A imprensa local informou, em manchete, que a escola de gastronomia do Senac fez o “maior camafeu do mundo”, com quase 13 quilos. E que estão buscando inserir o feito no Livro dos Recordes Mundiais.
Por ignorância da minha parte, me havia passado totalmente batido que fazem camafeus, por exemplo, em países como China, Tanzânia, Dinamarca, Peru, Bahamas e até na Austrália, a terra dos cangurus.

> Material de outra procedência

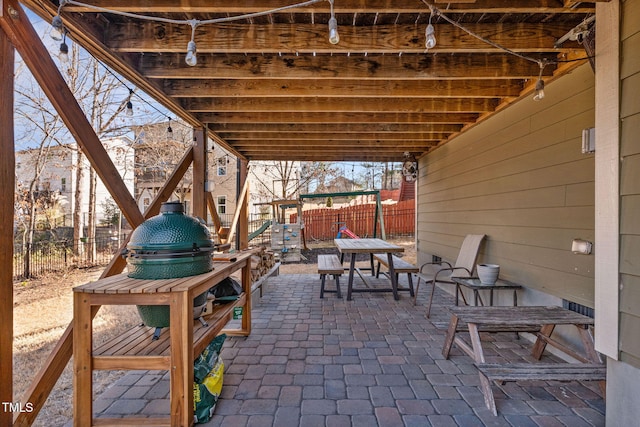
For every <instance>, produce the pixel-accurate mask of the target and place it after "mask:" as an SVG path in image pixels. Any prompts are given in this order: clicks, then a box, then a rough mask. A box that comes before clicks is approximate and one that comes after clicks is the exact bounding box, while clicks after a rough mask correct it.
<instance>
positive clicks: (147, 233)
mask: <svg viewBox="0 0 640 427" xmlns="http://www.w3.org/2000/svg"><path fill="white" fill-rule="evenodd" d="M213 247H214V244H213V241H212V240H211V232H210V231H209V229H208V228H207V227H206V226H205V225H204V224H203V223H202V222H201V221H200V220H198V219H197V218H194V217H191V216H188V215H185V214H184V207H183V206H182V203H179V202H167V203H163V204H162V206H161V208H160V215H157V216H154V217H153V218H149V219H148V220H146V221H145V222H143V223H142V224H140V225H139V226H138V227H137V228H136V229H135V230H134V231H133V233H132V234H131V239H130V240H129V243H128V244H127V250H128V253H129V255H130V256H135V255H144V256H147V257H150V256H151V257H158V256H162V257H164V258H166V257H175V256H197V255H200V254H202V253H203V252H204V254H208V253H209V252H210V251H212V250H213Z"/></svg>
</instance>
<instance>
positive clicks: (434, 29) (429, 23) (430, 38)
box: [424, 9, 436, 50]
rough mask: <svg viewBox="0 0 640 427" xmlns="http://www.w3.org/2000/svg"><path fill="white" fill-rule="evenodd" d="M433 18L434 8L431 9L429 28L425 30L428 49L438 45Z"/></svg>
mask: <svg viewBox="0 0 640 427" xmlns="http://www.w3.org/2000/svg"><path fill="white" fill-rule="evenodd" d="M431 19H433V9H431V15H429V24H428V25H427V29H426V30H425V32H424V36H425V43H424V45H425V47H426V48H427V50H429V49H433V48H434V47H436V30H435V28H433V24H431Z"/></svg>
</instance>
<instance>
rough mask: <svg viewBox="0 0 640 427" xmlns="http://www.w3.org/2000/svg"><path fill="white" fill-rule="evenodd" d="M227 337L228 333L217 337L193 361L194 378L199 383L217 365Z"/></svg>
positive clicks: (193, 370) (205, 376)
mask: <svg viewBox="0 0 640 427" xmlns="http://www.w3.org/2000/svg"><path fill="white" fill-rule="evenodd" d="M226 338H227V335H226V334H222V335H218V336H217V337H215V338H214V339H213V341H211V342H210V343H209V345H208V346H207V348H205V349H204V350H203V351H202V353H200V355H199V356H198V358H197V359H196V361H195V362H194V363H193V380H194V381H195V382H196V383H197V384H200V383H202V381H204V379H205V377H206V376H207V375H209V372H211V370H212V369H213V367H214V366H215V365H216V362H217V361H218V357H219V356H220V350H222V344H224V340H225V339H226Z"/></svg>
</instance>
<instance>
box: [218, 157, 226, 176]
mask: <svg viewBox="0 0 640 427" xmlns="http://www.w3.org/2000/svg"><path fill="white" fill-rule="evenodd" d="M226 175H227V156H224V157H220V158H219V159H218V176H226Z"/></svg>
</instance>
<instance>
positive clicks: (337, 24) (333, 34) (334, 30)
mask: <svg viewBox="0 0 640 427" xmlns="http://www.w3.org/2000/svg"><path fill="white" fill-rule="evenodd" d="M329 5H330V7H331V18H329V43H331V44H338V43H340V34H338V20H337V19H336V14H335V12H334V10H333V0H329Z"/></svg>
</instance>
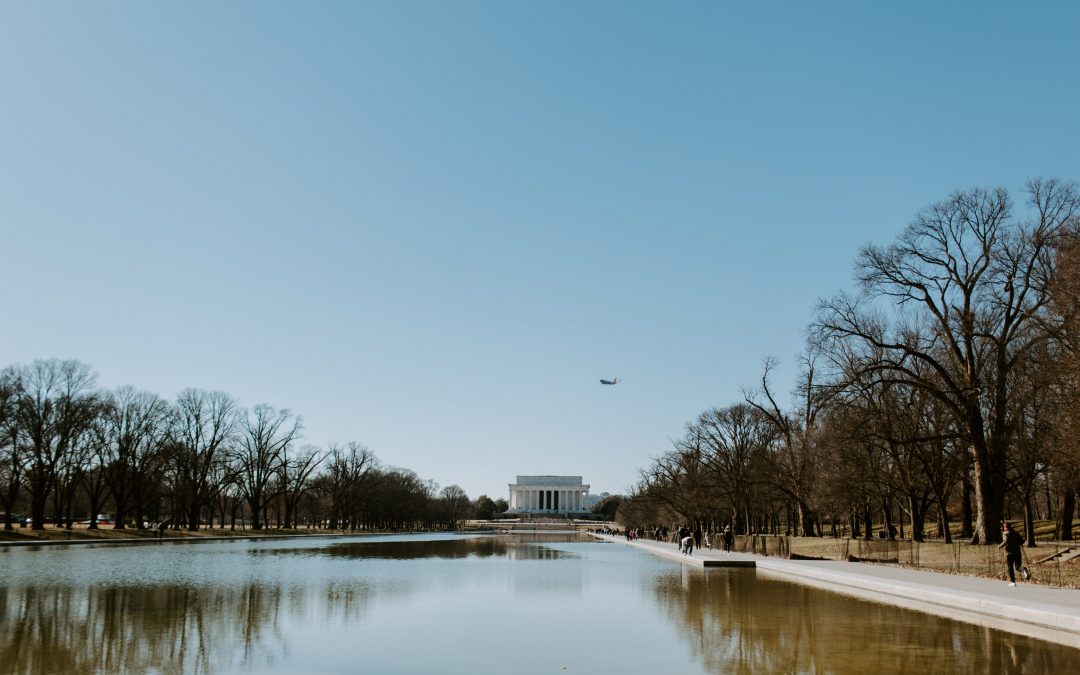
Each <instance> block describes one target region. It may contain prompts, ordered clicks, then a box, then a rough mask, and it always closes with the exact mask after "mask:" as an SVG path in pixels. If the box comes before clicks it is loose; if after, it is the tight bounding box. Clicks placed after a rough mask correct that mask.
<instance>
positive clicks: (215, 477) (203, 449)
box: [172, 389, 237, 531]
mask: <svg viewBox="0 0 1080 675" xmlns="http://www.w3.org/2000/svg"><path fill="white" fill-rule="evenodd" d="M235 430H237V404H235V401H233V399H232V397H231V396H230V395H229V394H227V393H225V392H220V391H204V390H200V389H186V390H184V391H183V392H180V394H179V396H177V399H176V408H175V418H174V423H173V430H172V437H173V449H174V458H173V461H174V462H175V472H176V480H177V485H176V489H177V491H178V495H177V498H178V500H179V502H180V504H181V505H183V507H184V509H185V511H186V512H187V527H188V529H189V530H191V531H195V530H198V529H199V521H200V516H201V514H202V511H203V509H204V508H205V507H206V505H207V504H210V503H211V500H212V499H213V498H214V497H215V495H216V489H217V488H218V487H219V483H220V482H219V481H218V480H217V478H219V477H220V474H221V473H222V465H224V463H225V460H226V451H227V449H228V446H229V444H230V443H232V442H234V441H235Z"/></svg>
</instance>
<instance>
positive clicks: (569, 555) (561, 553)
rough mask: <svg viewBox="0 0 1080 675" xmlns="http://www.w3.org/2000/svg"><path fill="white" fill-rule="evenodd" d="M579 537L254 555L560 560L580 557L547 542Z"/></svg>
mask: <svg viewBox="0 0 1080 675" xmlns="http://www.w3.org/2000/svg"><path fill="white" fill-rule="evenodd" d="M566 541H580V539H579V537H578V536H577V535H548V534H540V535H531V536H524V537H522V536H519V537H514V536H498V535H492V536H484V537H461V538H454V539H436V540H432V539H421V540H410V539H389V540H380V541H353V542H346V543H337V544H330V545H327V546H322V548H320V549H312V548H310V546H302V548H293V549H255V550H253V551H252V552H251V554H252V555H310V556H323V555H330V556H340V557H347V558H382V559H393V561H407V559H419V558H448V559H454V558H469V557H482V558H483V557H507V558H510V559H512V561H557V559H565V558H573V557H578V556H577V555H576V554H573V553H570V552H568V551H563V550H559V549H552V548H548V546H544V545H543V544H544V543H555V542H566Z"/></svg>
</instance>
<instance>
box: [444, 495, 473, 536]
mask: <svg viewBox="0 0 1080 675" xmlns="http://www.w3.org/2000/svg"><path fill="white" fill-rule="evenodd" d="M438 499H440V500H441V501H442V502H443V504H444V507H445V509H446V517H447V521H448V522H449V527H450V529H455V528H456V527H457V524H458V523H459V522H460V521H462V519H463V518H464V517H465V516H467V515H468V514H469V511H470V510H471V509H472V502H471V501H470V500H469V495H465V491H464V490H463V489H461V486H460V485H447V486H446V487H444V488H443V490H442V491H441V492H440V494H438Z"/></svg>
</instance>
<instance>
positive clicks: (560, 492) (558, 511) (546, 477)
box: [510, 476, 595, 515]
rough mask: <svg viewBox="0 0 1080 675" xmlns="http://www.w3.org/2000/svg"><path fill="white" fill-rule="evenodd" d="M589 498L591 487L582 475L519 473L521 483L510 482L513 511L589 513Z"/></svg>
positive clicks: (518, 477)
mask: <svg viewBox="0 0 1080 675" xmlns="http://www.w3.org/2000/svg"><path fill="white" fill-rule="evenodd" d="M589 497H590V495H589V486H588V485H585V484H583V483H582V482H581V476H517V483H511V484H510V512H511V513H528V514H536V515H552V514H556V513H586V512H588V511H589V509H590V508H591V505H590V504H589ZM594 503H595V502H594Z"/></svg>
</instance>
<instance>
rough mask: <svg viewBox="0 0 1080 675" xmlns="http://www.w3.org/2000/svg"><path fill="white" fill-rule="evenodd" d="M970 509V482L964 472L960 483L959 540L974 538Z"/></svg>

De fato, é um grande camafeu. Vi a foto da hiperguloseima. Trata-se de um camafeu do tamanho de um travesseiro. E alto como duas tortas da Márcia Aquino, uma em cima da outra.
De minha parte fiquei também admirado que tenham agigantado um espécime da doçaria fina, feito pra ser comido com duas mordidas. Um doce cuja inspiração são pedras preciosas a serem incrustadas em broches, cuja beleza é ser pequeno, para caber em lapelas. Simplesmente, nunca me havia passado pela cabeça que agigantar uma preciosidade dessa natureza pudesse ter cabimento. Mas teve.